The photos enclosed were taken of a kitchen range and range hood during a home inspection conducted by my company, Magpie Property Inspections LLC in Parker Colorado. It has an exterior vented hood.  It raises the question as to whether a cooking range or cook top is required to be vented in a kitchen. While some jurisdictions may have specific requirements regarding installing exhaust ventilation in kitchens, it is not a strict requirement all areas. In some cases, an openable window in close proximity to the range is sufficient to meet the local building requirement.  Regardless of whether it is required, we believe all kitchens should be vented for safety and to help keep the kitchen and home clean. It removes smoke and odor, or in the case of an unvented fan, helps it circulate the smoke through a filter to help it dissipate more quickly.

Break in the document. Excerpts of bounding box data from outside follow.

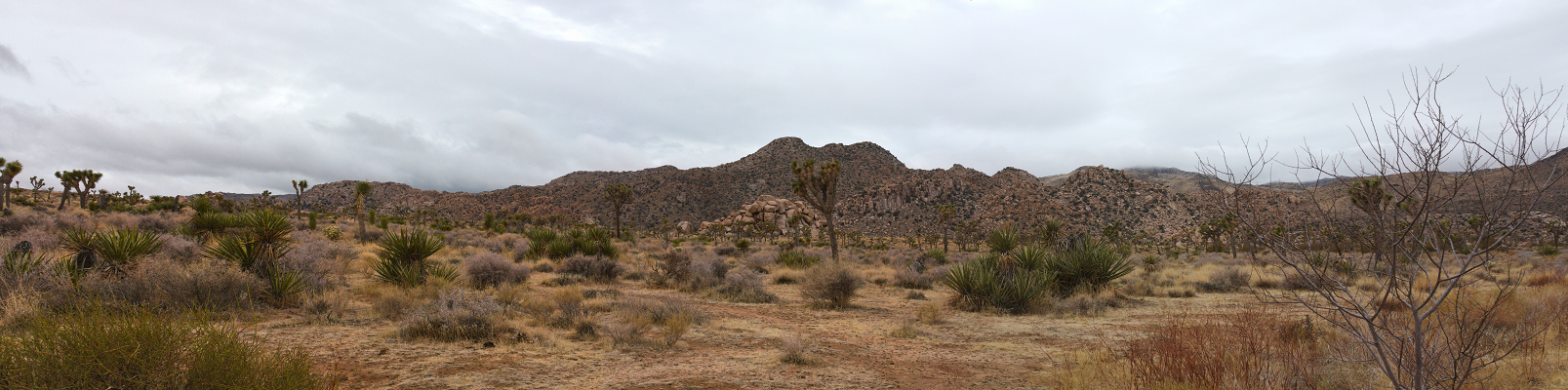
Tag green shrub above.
[1049,240,1134,296]
[943,254,1056,313]
[0,308,326,388]
[778,249,822,269]
[58,229,165,273]
[800,263,865,308]
[370,229,457,287]
[556,255,625,282]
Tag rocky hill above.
[291,137,1348,240]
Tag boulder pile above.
[701,196,827,235]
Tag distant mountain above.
[291,137,1248,235]
[288,137,1568,240]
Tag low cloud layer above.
[0,0,1568,194]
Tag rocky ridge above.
[295,137,1298,238]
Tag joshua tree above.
[354,181,370,240]
[0,158,21,212]
[604,183,633,237]
[788,158,839,261]
[77,169,103,210]
[55,171,82,210]
[26,176,47,202]
[936,205,953,253]
[290,180,310,216]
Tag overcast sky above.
[0,0,1568,194]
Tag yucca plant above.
[96,229,165,271]
[265,268,310,307]
[943,254,1054,315]
[202,210,294,274]
[1049,238,1134,296]
[372,229,457,287]
[57,229,163,273]
[55,229,99,273]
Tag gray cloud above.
[0,46,33,80]
[0,0,1568,193]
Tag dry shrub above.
[889,321,924,338]
[1052,292,1118,316]
[1522,269,1565,287]
[1126,310,1327,388]
[398,289,508,341]
[370,292,417,320]
[892,268,936,290]
[780,335,816,365]
[773,269,806,285]
[158,235,202,263]
[0,307,328,390]
[1039,348,1135,390]
[914,302,947,325]
[133,212,185,233]
[75,256,265,312]
[800,263,865,308]
[715,268,780,304]
[558,255,625,282]
[1198,266,1251,292]
[741,251,780,274]
[462,253,532,289]
[302,292,348,325]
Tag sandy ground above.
[250,279,1258,388]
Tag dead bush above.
[398,289,508,341]
[1126,310,1325,388]
[780,335,816,365]
[560,255,625,282]
[607,297,707,346]
[1198,266,1251,292]
[462,253,532,289]
[77,256,265,312]
[800,263,865,308]
[892,268,936,290]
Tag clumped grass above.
[889,321,924,338]
[80,258,266,312]
[1198,266,1253,292]
[800,263,865,308]
[914,302,947,325]
[556,255,625,282]
[398,289,506,341]
[715,268,780,304]
[775,249,822,269]
[892,268,936,290]
[462,251,532,289]
[780,335,814,365]
[607,297,707,348]
[0,308,326,388]
[1126,310,1342,388]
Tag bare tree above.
[354,181,370,241]
[788,158,839,261]
[289,180,310,216]
[1199,69,1568,390]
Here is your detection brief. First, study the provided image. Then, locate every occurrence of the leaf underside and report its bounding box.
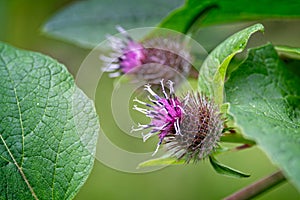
[225,44,300,190]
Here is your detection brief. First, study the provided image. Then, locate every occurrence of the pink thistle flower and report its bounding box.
[100,26,145,77]
[133,80,183,154]
[101,27,191,84]
[133,81,224,163]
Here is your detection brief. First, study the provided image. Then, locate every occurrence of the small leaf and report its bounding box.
[0,43,99,199]
[138,156,185,168]
[159,0,300,33]
[209,156,250,178]
[198,24,264,105]
[275,46,300,60]
[225,44,300,189]
[43,0,183,48]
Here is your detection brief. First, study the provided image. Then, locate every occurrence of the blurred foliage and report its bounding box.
[0,0,300,200]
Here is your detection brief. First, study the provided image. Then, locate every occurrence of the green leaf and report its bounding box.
[138,156,185,168]
[198,24,264,105]
[209,156,250,178]
[42,0,183,48]
[275,45,300,60]
[159,0,300,33]
[0,43,99,199]
[225,44,300,189]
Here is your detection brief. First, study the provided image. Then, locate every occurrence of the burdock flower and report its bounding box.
[101,27,191,84]
[100,26,145,77]
[134,81,223,162]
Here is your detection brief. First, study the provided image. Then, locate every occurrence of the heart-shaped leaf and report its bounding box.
[225,45,300,190]
[0,43,99,199]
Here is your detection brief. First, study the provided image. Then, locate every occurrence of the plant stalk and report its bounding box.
[225,170,286,200]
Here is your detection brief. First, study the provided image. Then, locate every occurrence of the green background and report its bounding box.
[0,0,300,200]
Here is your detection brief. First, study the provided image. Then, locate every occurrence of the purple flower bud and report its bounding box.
[133,80,183,154]
[133,81,224,162]
[101,27,145,77]
[101,27,191,84]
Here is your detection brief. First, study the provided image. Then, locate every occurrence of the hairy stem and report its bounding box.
[225,171,286,200]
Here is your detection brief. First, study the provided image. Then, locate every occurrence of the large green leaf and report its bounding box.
[225,45,300,190]
[43,0,183,48]
[0,43,99,199]
[198,24,264,105]
[159,0,300,33]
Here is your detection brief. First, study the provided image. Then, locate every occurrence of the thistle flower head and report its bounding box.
[134,82,223,162]
[101,27,191,84]
[164,93,224,162]
[133,80,183,154]
[101,26,145,77]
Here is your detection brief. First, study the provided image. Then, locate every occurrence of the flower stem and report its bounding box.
[225,170,286,200]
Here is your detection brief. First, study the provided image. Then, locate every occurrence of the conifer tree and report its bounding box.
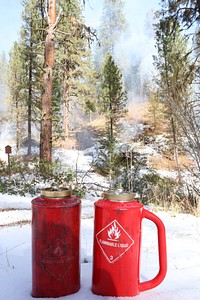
[95,0,127,69]
[155,19,193,180]
[8,42,26,154]
[99,54,127,188]
[20,0,45,155]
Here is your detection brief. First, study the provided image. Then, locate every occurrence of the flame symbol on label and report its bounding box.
[107,222,121,241]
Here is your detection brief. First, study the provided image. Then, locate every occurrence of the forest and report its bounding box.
[0,0,200,214]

There are two types of fans:

Vented Range Hoods: The fan in a vented range hood is attached to a duct, so it moves air from the kitchen to the outdoors.

Unvented Range Hoods: An unvented, or ductless, range hood has a fan but no duct to the exterior. Instead, it uses several types of filters to clean the air, and then recirculates the air into the kitchen (these models are sometimes called recirculating hoods).

It is much better to vent the air outdoors than to recirculate it into the room. A vented hood that removes steam, smoke, heat, and cooking odors is the best way to keep your kitchen clean. It will help to get rid of grease and dirt particles that can accumulate on your walls and cabinets.

Unvented range hoods do filter some grease and cooking odors from the air, but they are not nearly as effective.  They do not remove heat and humidity, so they won’t help keep your kitchen cool while you cook.

If you do not have a fan in your kitchen, or are planning to remodel your kitchen, we strongly recommend installing an exterior vented range hood. It is a good investment in our view.